COVID-19 exposure: The CDC also added a recommendation for fully vaccinated people to get tested three to five days after an exposure to someone with COVID-19, or suspected to have COVID-19, and to wear a mask when indoors in public places until the test comes back negative, or for 14 days.
What’s Substantial or High Transmission?
As we said, the CDC’s COVID Data Tracker shows the level of virus transmission across the country, by county.
The designations — low, moderate, substantial and high — are based on the number of new COVID-19 cases per 100,000 population over seven days, or the percentage of COVID-19 tests that came back positive over seven days — whichever measure indicates a higher level of transmission.

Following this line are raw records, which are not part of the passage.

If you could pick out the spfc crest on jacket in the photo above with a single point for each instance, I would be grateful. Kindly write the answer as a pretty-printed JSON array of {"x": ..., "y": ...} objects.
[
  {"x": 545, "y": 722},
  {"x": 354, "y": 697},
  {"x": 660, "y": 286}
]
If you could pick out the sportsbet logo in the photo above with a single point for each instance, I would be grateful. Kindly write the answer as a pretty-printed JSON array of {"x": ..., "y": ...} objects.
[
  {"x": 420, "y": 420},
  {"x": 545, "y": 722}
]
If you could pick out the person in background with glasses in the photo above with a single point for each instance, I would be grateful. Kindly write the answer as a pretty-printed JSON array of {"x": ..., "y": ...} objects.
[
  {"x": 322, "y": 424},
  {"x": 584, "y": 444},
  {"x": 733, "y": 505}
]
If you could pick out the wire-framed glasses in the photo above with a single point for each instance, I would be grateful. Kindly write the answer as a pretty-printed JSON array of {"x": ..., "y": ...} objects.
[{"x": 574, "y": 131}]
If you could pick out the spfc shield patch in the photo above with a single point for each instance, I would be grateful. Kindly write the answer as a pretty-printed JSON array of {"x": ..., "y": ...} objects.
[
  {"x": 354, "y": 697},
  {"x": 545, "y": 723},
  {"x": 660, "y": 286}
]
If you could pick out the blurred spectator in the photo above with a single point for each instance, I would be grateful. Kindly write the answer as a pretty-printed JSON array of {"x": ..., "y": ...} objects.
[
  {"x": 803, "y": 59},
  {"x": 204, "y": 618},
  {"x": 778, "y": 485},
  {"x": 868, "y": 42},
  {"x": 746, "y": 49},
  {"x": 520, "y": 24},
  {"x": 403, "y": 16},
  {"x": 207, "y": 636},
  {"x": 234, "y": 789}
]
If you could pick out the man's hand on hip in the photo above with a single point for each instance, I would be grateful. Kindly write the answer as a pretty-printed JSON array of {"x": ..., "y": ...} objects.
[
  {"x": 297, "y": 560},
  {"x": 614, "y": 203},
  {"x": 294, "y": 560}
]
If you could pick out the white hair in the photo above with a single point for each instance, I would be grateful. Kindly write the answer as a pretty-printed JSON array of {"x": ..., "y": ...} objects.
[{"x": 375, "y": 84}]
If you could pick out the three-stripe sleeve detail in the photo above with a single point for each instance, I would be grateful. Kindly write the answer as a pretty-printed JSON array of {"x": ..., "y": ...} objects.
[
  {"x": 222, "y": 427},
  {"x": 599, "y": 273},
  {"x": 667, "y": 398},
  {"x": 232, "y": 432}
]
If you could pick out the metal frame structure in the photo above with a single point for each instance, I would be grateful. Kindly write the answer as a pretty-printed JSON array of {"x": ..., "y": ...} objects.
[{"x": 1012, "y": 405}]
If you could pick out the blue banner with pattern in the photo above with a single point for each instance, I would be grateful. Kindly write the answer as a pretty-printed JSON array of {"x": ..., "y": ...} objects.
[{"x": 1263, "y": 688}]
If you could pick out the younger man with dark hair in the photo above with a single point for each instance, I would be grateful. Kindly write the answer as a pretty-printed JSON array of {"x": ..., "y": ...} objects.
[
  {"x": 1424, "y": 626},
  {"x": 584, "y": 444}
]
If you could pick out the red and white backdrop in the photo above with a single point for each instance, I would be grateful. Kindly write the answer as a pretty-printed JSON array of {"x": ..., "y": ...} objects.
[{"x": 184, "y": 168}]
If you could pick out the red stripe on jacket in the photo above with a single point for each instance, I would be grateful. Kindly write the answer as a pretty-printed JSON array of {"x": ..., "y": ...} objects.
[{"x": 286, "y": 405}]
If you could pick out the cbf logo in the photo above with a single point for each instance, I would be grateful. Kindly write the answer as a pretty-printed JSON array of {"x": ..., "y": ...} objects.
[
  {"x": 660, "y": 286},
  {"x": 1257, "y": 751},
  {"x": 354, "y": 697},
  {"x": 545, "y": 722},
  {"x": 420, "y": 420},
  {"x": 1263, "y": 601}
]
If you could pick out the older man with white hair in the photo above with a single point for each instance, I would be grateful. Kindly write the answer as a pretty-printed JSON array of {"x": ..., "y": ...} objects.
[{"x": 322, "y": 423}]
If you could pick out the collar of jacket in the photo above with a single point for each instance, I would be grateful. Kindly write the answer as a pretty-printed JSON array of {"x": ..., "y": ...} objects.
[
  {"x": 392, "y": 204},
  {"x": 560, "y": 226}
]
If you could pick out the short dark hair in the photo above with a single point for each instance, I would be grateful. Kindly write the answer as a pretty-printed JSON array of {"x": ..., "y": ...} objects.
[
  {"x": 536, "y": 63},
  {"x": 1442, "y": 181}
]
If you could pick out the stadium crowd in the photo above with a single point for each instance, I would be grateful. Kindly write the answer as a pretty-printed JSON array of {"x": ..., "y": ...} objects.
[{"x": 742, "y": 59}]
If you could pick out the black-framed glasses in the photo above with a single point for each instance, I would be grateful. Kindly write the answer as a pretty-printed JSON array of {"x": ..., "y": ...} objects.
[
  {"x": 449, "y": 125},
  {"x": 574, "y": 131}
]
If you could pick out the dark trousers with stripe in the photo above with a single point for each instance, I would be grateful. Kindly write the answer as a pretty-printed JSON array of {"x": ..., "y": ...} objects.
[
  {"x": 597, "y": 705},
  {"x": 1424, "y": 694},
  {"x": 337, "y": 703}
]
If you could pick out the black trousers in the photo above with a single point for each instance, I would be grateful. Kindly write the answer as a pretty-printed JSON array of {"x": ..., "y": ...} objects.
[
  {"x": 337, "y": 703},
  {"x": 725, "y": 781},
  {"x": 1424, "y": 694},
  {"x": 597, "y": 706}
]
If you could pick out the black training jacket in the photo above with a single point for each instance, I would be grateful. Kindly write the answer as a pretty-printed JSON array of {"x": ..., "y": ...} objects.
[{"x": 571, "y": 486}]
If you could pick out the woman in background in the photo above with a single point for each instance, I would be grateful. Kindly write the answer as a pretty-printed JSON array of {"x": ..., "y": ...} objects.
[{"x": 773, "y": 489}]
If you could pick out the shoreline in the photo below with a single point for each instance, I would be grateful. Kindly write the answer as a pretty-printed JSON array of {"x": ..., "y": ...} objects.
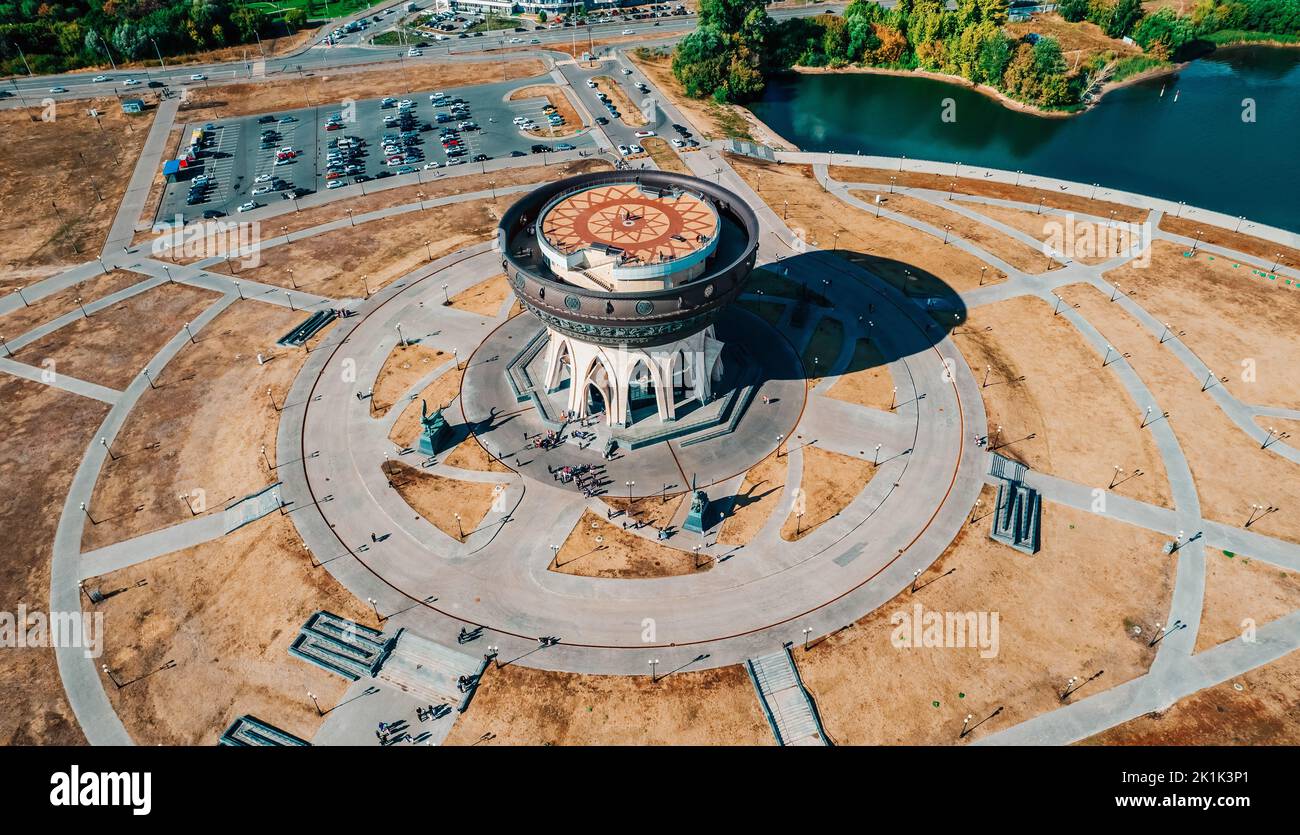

As of July 29, nearly half of U.S. counties — 49.94% — had a high level of community transmission, and 16.68% had a substantial level.
A county has a high level of transmission if the new cases in the past seven days are 100 or more per 100,000 people or if the test positivity rate is 10% or higher. The thresholds for substantial transmission are 50-99.9 cases per 100,000 people or a test positivity rate of 8% to 9.99%.
The information is updated daily with new data on cases and testing, so a county’s designation can fluctuate, day by day. For instance, Washington, D.C.’s moderate designation on July 27 went up to substantial the next day, and back down to moderate the following day.
In the July 27 briefing, Walensky said the new data on the delta variant “weighs heavily on me” and that “this was not a decision that was taken lightly.”
“We thought it was important for people to understand that they can pass the disease on to someone else,” she said.
Update, July 30: This story has been updated to include a paper released by the CDC on July 30 that documented an outbreak in Provincetown, Massachusetts.